How do you set yourself up for a meaningful career retreat?
Prepare your resources
A simple journal, writing/drawing materials and a list of journal questions (easily found on the internet) can help kick start your thinking process. I find picture or question cards to also be helpful in triggering my thinking and ideation. Bring them with you for the career retreat as facilitation aids.
Find a suitable place
I find a place near nature, food and drinks, and space for walks, which is important for me to settle into a reflective mood. Find what works for you – perhaps it is a quiet room, or a favorite café or perhaps a nook near the sea. You don’t have to stay there the whole time, just long enough for you to be able to think without interruptions. Anything like nature, essential oils, music, or your favorite coffee, is very welcomed. You make the rules around what you want.
Remove all distractions
This means disconnecting your phone or laptop so that you can truly be alone with your thoughts and focus. Books are welcome if they are relevant to what you want to work on or help you to come into your personal thinking zone. Messages, calls, or emails may disrupt your thought process and distract you from the task at hand: getting insights into your career path and satisfaction!
Set the agenda
What would you focus on? Choose 2-3 important career decisions to work on. This will help you focus and not be distracted by too many things on your plate. Make sure that after your thinking period you have food that nourishes your body and spirit. You can also schedule activities that you can participate in like an art jam, a run or a movie that you can do by yourself. This gives you time to administer self-care and do things that lift your spirits and health.

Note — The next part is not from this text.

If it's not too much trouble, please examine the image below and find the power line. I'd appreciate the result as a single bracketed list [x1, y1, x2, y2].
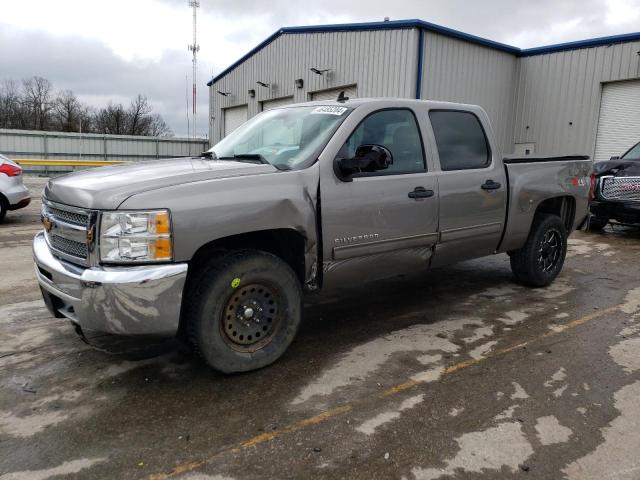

Make high level career goals
From your reflection, you may want to rush into putting together a to-do list. Whatever comes to mind, put it on paper so you don’t lose the ideas. However, it would be better to come back to just 2-3 big goals as your north star for the career period of your choosing: be it year, quarter, or month. Don’t try to do too much, or you may feel overwhelmed.
Starting your first career retreat is also a learning process about yourself. Over time, learn what works for you. Perhaps, solitude is something you don’t have much experience within your life. However, this intentional period of silence and thinking can help you to work out what you really want for your career, and even how to get it. If you make full use of these quiet times, you will return to your life with more clarity, focus and purpose.